The closure of the Saskatoon potash mine was one disappointment faced by Rio this past year. Another was the withdrawal from its East Kemptville tin project (N.M., Nov 24, 1986). The project is still managed by Rio on behalf of the East Kemptville Tin Corp., which is owned by the banking group that provided finanacing for the project.
Mr Albino says Rio receives a “very small royalty” in return for managing the project, but would not divulge the amount of money received.
Looking at Rio’s other operations, Mr Albino notes that uranium earnings were lower in this first quarter primarily due to the previously announced reduction in deliveries os that uranium earnings were lower in this first quarter primarily due to the previously announced reduction in deliveries of uranium to Ontario Hydro (N.M., May 5, 1986) and a slight decline in price partly due to the weaker U.S. dollar.
Lornex Mining Corp., 68.1% owned by Rio, had higher earnings as a result of reductions in operating costs and other expenses. See page 15 for further details in Lornex annual meeting story
In Rio’s steel manufacturing division, which includes Atlas Stainless Steels, Atlas Specialty Steels and al Tech Specialty Steels Corp., combined earnings this first quarter are ahead of last year’s comparable period, says Mr Albino. The benefits from the rationalization of primary melting facilities at Atlas Specialty Steels in Welland, Ont. and al Tech in the U.D.S.D. are beginning to be realized with a gradual progress in the improvement of unit costs and earnings.

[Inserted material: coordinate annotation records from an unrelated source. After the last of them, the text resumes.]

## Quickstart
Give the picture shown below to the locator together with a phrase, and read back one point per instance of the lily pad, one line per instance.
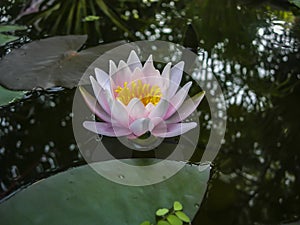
(82, 196)
(49, 62)
(7, 96)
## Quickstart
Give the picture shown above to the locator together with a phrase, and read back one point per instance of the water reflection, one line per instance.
(253, 50)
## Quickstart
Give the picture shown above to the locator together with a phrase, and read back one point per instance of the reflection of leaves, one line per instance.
(5, 38)
(6, 96)
(295, 2)
(69, 189)
(49, 62)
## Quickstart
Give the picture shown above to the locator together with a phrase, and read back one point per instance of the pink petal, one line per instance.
(133, 61)
(136, 109)
(174, 129)
(100, 94)
(186, 108)
(178, 99)
(175, 78)
(160, 109)
(140, 126)
(120, 114)
(94, 106)
(106, 129)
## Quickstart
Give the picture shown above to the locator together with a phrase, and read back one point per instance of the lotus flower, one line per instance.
(134, 99)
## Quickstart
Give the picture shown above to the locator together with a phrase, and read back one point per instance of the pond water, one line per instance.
(251, 47)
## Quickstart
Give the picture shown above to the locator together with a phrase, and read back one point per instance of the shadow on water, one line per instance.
(251, 48)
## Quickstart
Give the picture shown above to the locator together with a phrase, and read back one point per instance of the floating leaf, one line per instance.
(173, 220)
(162, 212)
(183, 216)
(81, 196)
(10, 28)
(7, 96)
(49, 62)
(177, 206)
(91, 18)
(162, 222)
(4, 39)
(145, 223)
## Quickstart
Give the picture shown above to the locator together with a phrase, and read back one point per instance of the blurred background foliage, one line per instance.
(250, 46)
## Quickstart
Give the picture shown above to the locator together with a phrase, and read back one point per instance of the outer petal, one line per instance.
(140, 126)
(94, 106)
(174, 129)
(148, 69)
(122, 75)
(136, 109)
(178, 99)
(120, 114)
(106, 129)
(100, 94)
(160, 109)
(175, 78)
(102, 78)
(133, 61)
(186, 108)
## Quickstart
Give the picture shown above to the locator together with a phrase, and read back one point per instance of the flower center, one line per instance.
(144, 92)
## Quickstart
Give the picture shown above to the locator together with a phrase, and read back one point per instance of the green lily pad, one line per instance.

Looking down the road, Mr Albino says Rio is continuing its search for “sound and profitable new acquisitions.” With working capital at the end of 1986 of $713.2 million, the company “could easily handle a $500 million acquisition.”
Both industrial and mining acquisitions are being considered, he says both in Canada or the U.S. A gold acquisition is a possiblity. “We’ve been looking at gold for a number of years and we are still looking,” he says.